Telecom NZ, Vodafone and Telstra plan to build a new submarine cable linking New Zealand to the east coast of Australia. When completed in mid to late 2014, it will be the second major broadband link between New Zealand and the rest of the world.
The companies say the project will cost less than US$60 million and will include three fibre pairs for a total capacity of 30TBps – that’s around 300 times the current data demand.
Telecom NZ is 50% owner of the rival Southern Cross Cable network, so there are question marks over whether the new cable will do much to increase competition. Nevertheless, bringing Vodafone and Telstra into the ownership ensures Telecom NZ doesn’t have monopoly control over New Zealand’s international data links.
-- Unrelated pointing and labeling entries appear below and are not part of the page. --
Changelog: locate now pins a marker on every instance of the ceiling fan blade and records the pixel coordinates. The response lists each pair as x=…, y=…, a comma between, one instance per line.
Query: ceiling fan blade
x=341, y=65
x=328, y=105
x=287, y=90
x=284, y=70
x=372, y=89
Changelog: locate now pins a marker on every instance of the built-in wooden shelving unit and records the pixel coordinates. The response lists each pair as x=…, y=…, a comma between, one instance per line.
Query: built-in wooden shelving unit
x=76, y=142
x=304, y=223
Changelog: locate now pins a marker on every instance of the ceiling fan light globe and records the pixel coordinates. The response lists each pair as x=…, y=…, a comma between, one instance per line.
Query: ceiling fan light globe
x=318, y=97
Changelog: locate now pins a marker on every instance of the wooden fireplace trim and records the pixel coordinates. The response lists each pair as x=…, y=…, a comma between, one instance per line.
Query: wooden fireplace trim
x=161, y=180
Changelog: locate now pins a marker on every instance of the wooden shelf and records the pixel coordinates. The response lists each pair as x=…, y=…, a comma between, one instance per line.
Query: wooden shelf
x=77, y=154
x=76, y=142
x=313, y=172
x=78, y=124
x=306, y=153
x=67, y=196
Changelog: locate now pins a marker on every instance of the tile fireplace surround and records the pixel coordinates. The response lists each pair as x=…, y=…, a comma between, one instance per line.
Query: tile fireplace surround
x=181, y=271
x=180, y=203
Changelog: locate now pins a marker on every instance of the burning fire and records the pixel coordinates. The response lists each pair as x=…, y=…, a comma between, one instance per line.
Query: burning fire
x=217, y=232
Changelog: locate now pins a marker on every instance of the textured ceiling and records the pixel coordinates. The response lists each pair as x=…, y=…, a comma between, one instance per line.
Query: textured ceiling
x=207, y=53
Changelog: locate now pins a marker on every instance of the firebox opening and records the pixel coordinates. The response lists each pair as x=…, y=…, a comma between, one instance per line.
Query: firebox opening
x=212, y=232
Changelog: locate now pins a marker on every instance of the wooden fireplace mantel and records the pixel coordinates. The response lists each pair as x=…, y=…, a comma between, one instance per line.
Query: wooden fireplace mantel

Comment: It was clear from the moment Pacific Fibre closed down last August that someone would move to fill the submarine cable void. This joint venture from Telecom NZ, Vodafone and Telstra effectively sees off any other projects which may or may not have been planned. Building a new submarine cable is a smart move on their part: taking control of their own future and not waiting for someone else to control it.
Although some argue New Zealand needs a direct trans-Pacific link to the west coast of the USA, that falls into the category of a nice-to-have luxury and not essential. Investors weren’t convinced of Pacific Fibre’s $400 million business case.
Building a link to Australia was always the most cost-effective option. About 40% of NZ traffic goes across the Tasman and the relative rise of Asian economies compared to the USA means the route to our west will eventually be more important than the route to the east.
The lower latency promised by Pacific Fibre’s direct link between NZ and the USA is far less important than having a second network. And anyway, much of the data used by New Zealanders is cached in Sydney so arguably a second Tasman will mean as much of a speed boost for most users.
It’ll be interesting to see how the joint venture partners go about selling access on the new cable and how they’ll treat New Zealand’s smaller ISPs and data users. There’s unlikely to be any regulatory oversight – which makes some commentators uneasy. The joint venture structure, together with the structure of Southern Cross Cable Network should deliver some competition.
One last thought – and a question for informed readers – is where does this leave Chorus? You might expect the largest network company to want a role in one or more of the international networks. And with Telecom effectively sitting upstream and downstream, does this leave the company in a difficult strategic position?